Sûrement on la recherchait, on s’affolait, on faisait les pires hypothèses de malheurs non encore advenus mais pas impossibles. Elle les faisait aussi, finalement, les découvrait comme si jusque là L’Odyssée dans le cartable puis dans la poche leur avait fait rempart avant de lui coller à l’orée de la nuit des ombres de cyclopes et de harpies sur les talons.

Alors le jeune chat réapparut, il avait mangé son poisson et lui miaula quelque chose, puis ne la quitta plus. d’abord derrière ou à côté d’elle, et soudain devant elle : les pattes de cette bête décideraient peut-être mieux qu’elle où pouvaient finir ses chagrins, et elle le suivit.
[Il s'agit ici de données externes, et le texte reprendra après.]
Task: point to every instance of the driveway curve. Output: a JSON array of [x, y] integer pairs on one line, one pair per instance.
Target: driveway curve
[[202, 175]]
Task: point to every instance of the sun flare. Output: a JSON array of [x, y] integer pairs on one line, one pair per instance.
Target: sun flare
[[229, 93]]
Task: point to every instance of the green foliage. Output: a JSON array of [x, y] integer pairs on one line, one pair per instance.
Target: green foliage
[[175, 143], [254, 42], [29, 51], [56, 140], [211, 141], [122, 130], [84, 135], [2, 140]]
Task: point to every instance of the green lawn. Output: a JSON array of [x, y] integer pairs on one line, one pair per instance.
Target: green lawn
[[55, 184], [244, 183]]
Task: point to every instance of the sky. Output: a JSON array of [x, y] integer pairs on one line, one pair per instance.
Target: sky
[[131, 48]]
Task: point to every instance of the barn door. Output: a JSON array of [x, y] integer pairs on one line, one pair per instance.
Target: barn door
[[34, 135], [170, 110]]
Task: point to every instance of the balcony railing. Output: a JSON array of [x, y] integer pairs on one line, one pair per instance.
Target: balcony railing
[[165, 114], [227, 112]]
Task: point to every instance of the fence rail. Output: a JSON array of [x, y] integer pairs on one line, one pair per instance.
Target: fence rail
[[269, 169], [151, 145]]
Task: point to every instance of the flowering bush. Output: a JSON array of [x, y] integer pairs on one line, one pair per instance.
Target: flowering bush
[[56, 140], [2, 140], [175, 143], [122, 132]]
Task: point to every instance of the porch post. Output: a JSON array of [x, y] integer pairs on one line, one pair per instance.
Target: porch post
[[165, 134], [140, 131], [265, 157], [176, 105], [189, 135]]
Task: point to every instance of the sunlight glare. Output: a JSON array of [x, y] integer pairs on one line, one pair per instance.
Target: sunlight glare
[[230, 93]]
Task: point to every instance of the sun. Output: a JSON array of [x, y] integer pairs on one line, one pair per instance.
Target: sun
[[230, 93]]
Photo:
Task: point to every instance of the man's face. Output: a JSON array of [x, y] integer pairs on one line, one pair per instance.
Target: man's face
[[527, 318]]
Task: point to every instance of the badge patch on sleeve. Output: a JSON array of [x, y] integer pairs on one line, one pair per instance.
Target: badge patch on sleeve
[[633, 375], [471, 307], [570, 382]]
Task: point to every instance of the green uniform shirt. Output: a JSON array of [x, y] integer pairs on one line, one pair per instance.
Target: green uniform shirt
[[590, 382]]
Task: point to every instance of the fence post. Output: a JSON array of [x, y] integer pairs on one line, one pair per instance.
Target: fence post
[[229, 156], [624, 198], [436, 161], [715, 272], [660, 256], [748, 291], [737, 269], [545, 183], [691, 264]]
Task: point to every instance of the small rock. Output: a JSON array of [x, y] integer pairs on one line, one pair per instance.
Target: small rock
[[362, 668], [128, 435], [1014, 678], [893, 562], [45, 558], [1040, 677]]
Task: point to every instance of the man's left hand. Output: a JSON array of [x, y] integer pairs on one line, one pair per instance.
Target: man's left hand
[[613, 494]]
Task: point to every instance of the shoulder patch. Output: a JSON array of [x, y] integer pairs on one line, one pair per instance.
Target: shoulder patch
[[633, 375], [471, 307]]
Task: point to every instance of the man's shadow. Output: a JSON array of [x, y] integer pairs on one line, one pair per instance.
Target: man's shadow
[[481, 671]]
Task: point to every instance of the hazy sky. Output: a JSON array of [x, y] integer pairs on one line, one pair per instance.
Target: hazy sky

Elle était à bout de fatigue, nuit d’avant presque blanche comme toutes les nuits et soudaine exhaustion d’âme ; ce vide la faisait flotter un peu, heureusement ; et le matou la fit marcher encore un quart d’heure, puis s’engagea dans une allée sans lumière, quasi invisible, en direction de la mer, le long d’un enclos grillagé qu’elle agrippait de la main pour ne pas tomber dans le noir qui d’hostile devint peu à peu protecteur. A un moment elle vit les yeux du chat briller face à elle, dans une brèche du grillage, où il s’engouffra.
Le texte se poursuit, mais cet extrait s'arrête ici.